Asch filed suit alleging breach of contract, claiming $1.4 million in consequential damages due to the loss of business stemming from the termination of the agreement. Adelphia moved for summary judgment, citing to an “exculpatory clause” in the agreement which limited the amount of recovery for consequential damages to the amount paid by Asch for the services.

The court granted Adelphia’s motion for summary judgment. It held that the exculpatory clause was reasonable and that Asch demonstrated no conduct by Adelphia sufficient to overcome the expressed limitations on liability. The transaction at issue was made at arms length and was between two private commercial entities. Moreover, there were no public policy concerns implicated by the agreement. Given this scenario, the court refused to “engage in judicial revision of the parties’ [a]greement.”

Adelphia’s conduct in terminating the agreement, according to the court, did not render the exculpatory clause void. Adelphia had received complaints that Asch was using the service to spam other customers. Regardless of the “ultimate accuracy or veracity” of those complaints, the court found that Adelphia was entitled to rely on them so long as it did so in good faith.

New provisions in online terms of service of no effect without notice to customer

Questions remain, however, as to whether right to notice may be waived

Douglas v. U.S. Dist. Court for the Central Dist. of Ca, — F.3d —-, No. 06-75424, 2007 WL 2069542 (9th Cir. July 18, 2007)

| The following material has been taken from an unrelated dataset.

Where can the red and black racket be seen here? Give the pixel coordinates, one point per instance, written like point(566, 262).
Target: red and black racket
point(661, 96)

Plaintiff Douglas signed up for long distance service with AOL. Some time later, Talk America acquired AOL’s rights under the contract, and changed the terms, which were posted online. Talk America added provisions relating to additional charges, a waiver of the right to class action suits, an arbitration clause, and a forum selection clause providing for suits to be brought in New York. Douglas claimed he was not provided with notice of the changed provisions when they purportedly became effective.

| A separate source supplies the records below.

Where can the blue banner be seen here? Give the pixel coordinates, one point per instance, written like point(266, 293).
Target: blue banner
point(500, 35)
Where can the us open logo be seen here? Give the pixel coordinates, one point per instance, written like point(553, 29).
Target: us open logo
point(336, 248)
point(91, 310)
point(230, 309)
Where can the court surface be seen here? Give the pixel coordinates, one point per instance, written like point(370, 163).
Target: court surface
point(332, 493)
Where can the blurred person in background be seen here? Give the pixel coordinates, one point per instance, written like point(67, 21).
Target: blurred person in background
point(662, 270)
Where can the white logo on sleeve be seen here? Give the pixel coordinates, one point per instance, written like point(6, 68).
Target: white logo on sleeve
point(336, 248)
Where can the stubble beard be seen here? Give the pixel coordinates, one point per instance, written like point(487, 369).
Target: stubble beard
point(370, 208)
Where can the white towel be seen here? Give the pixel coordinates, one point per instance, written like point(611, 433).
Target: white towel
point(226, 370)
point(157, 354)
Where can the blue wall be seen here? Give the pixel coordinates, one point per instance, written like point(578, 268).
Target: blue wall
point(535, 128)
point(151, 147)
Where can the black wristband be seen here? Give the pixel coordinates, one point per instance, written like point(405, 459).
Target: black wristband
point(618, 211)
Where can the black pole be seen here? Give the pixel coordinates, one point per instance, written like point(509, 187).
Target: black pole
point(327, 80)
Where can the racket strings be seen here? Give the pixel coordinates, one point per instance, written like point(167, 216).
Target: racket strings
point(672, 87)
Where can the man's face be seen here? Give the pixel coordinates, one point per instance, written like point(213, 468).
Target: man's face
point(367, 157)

Douglas did not find out about the new charges until four years later, and when he finally did, he filed a federal class action suit against Talk America. Citing to the later-modified agreement, Talk America moved to compel arbitration. The district court granted the motion. Because the Federal Arbitration Act at 9 U.S.C. 16 does not authorize interlocutory appeals of a district court order compelling arbitration, Douglas sought a writ of mandamus from the Ninth Circuit. The court granted the writ, vacating the district court’s order compelling arbitration.

The Ninth Circuit applies a five-factor test, from Baughman v. U.S. Dist. Court, 557 F.2d 650 (9th Cir. 1977), to determine whether a writ of mandamus should be issued. The most important factor in this test is whether the district court’s order was “clearly erroneous as a matter of law.”

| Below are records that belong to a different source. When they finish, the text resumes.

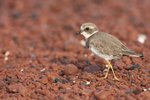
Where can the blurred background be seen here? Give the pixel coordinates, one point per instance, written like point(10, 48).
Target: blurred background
point(38, 40)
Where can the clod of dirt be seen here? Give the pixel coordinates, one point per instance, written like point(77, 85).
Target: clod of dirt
point(70, 69)
point(52, 76)
point(87, 76)
point(92, 68)
point(17, 88)
point(134, 66)
point(44, 80)
point(104, 95)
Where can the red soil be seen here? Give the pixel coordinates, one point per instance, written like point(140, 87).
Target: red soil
point(41, 58)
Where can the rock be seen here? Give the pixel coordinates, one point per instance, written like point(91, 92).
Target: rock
point(132, 67)
point(70, 69)
point(127, 60)
point(17, 88)
point(87, 76)
point(92, 68)
point(144, 95)
point(104, 95)
point(44, 80)
point(52, 75)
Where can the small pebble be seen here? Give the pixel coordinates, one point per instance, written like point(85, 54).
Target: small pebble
point(141, 38)
point(42, 70)
point(70, 69)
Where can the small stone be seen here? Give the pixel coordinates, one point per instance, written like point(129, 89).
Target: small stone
point(104, 95)
point(87, 76)
point(127, 60)
point(92, 68)
point(70, 69)
point(52, 75)
point(17, 88)
point(44, 80)
point(132, 67)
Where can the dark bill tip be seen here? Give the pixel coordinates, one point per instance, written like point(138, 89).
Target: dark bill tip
point(77, 33)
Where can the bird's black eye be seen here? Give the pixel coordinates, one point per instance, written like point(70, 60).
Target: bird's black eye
point(87, 28)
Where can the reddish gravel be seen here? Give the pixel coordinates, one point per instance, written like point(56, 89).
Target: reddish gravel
point(41, 58)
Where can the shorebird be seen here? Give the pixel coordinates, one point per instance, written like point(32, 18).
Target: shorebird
point(105, 45)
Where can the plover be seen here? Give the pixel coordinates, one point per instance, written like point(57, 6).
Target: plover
point(105, 45)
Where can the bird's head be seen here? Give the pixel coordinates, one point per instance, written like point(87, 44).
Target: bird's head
point(88, 29)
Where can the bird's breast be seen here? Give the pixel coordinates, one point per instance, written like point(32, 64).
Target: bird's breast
point(100, 54)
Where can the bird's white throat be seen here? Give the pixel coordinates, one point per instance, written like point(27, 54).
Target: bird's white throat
point(86, 35)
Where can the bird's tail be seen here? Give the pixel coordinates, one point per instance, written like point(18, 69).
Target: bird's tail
point(133, 54)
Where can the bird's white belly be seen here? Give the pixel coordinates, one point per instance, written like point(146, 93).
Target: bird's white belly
point(96, 52)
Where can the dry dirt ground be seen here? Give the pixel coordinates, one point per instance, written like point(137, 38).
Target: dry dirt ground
point(41, 58)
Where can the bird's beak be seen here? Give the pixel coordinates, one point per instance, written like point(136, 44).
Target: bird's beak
point(78, 32)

The appellate court held that the district court erred in holding that Douglas was bound by the terms of the revised contract, through a “fundamental misapplication[] of contract law,” going “to the heart of [Douglas’s] claim.” The court cited to cases holding that a party cannot unilaterally change the terms of a contract, but must obtain the other party’s consent before doing so, as a revised contract is merely an offer and does not bind the parties until it is accepted. Further, citing to Williston on Contracts, the court held that “an offeree cannot actually assent to an offer unless he knows of its existence.” In this case, “[e]ven if Douglas’s continued use of Talk America’s service could be considered assent, such assent [could] only be inferred after he received proper notice of the proposed changes.”

The case is silent on what might constitute proper notice. It is also not clear from the opinion (and the district court pleadings are not available on PACER), whether the original AOL terms of service included a provision stating that continued use of the service after changes had been posted would constitute acceptance of those changes. So although the case establishes that an e-commerce customer has the right to receive notice of changes to online terms of service, the question of whether that right can be waived is not answered in the opinion.